We all know that Los Angeles is bound to repeat itself somewhere, somehow, sometime. The hopelessness, despair, and violence that existed in South-Central Los Angeles before the riot still blight dozens of cities across our land.
There is a rough consensus across the political spectrum on the basics of what government can do to alleviate these conditions, although the dollars may be in considerable dispute. Politicians like Bill Bradley, Jack Danforth, Jack Kemp, Dick Gephardt, Marian Wright Edelman, Carol Mosley Braun and Kurt Schmoke know some of the essentials.
Jobs. When GM closed an antiquated plant in North St. Louis some years ago, the company gave only superficial consideration to staying in the inner city. The open spaces of far-out suburbia always win out over the ghetto. The government could try to fashion tax laws to make urban locations "an offer you can't refuse" for businesses of all sizes. This is high risk, big buck stuff.

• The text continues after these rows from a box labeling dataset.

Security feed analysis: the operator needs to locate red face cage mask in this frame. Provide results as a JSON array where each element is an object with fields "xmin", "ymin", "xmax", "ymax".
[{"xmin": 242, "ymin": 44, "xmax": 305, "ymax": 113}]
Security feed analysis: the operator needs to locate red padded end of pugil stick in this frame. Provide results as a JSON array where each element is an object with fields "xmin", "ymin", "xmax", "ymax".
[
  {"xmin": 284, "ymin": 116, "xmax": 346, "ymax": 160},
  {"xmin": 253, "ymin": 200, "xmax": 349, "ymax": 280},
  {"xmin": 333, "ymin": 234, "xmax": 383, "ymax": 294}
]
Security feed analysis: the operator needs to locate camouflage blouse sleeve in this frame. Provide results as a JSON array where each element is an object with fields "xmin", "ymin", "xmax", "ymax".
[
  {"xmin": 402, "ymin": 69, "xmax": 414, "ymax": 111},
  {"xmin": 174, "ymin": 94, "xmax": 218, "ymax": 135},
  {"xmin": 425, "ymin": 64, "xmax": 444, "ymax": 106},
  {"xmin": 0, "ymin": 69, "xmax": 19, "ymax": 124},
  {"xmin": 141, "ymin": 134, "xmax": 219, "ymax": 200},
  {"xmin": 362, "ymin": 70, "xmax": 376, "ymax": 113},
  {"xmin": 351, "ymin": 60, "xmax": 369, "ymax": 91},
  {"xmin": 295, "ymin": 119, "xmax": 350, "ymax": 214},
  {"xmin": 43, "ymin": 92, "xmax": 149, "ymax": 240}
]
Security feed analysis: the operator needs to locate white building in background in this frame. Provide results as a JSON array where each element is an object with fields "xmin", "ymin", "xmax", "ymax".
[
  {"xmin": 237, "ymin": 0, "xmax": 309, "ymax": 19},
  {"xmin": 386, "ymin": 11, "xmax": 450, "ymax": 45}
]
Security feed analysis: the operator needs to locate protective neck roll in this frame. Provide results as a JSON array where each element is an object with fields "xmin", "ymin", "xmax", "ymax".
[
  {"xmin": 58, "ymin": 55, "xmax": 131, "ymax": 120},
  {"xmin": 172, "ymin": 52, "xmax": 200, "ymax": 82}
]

Education. Cut public classroom size in half and increase teacher salaries by 33 to 50 percent. Every instructor has to be fully skilled and fully compensated. Teaching should, as in Japan, be a profession for the best and the brightest and command public respect.
Law and Order. Double police protection in high crime areas, using high-visibility foot patrols and community-based police. Don't hire a consultant. Examine the basic methods and operations of Los Angeles and Chief Daryl Gates and do just the opposite.
Housing. Build more low-rise units. Sure, some emphasis on tenant-owned (mostly middle aged and elderly residents) is perfectly fine, but even a 17 year-old mother with two illegitimate kids has to be housed. All of the above means that the federal government has to help to "unbankrupt" the bankrupt old cities. Big bucks.
Yes, of course, there has to be more on the list. But the fundamentals are known. There is no need for another Kerner Commission. How much will it all cost? Less than putting every inner city black male under 30 in the penitentiary. Less than the Savings & Loan bailout. Less than perpetuating the SDI, the Stealth bomber, the Seawolf/Submarines and other senseless military pork barrel.
But even all that spending will not do the job. Government can raise salaries, create tax breaks and buy bricks, but it cannot legislate motivation, values and discipline. Government cannot legislate hope. Jesse Jackson says "Keep hope alive." He doesn't tell us how to invent it in the first place.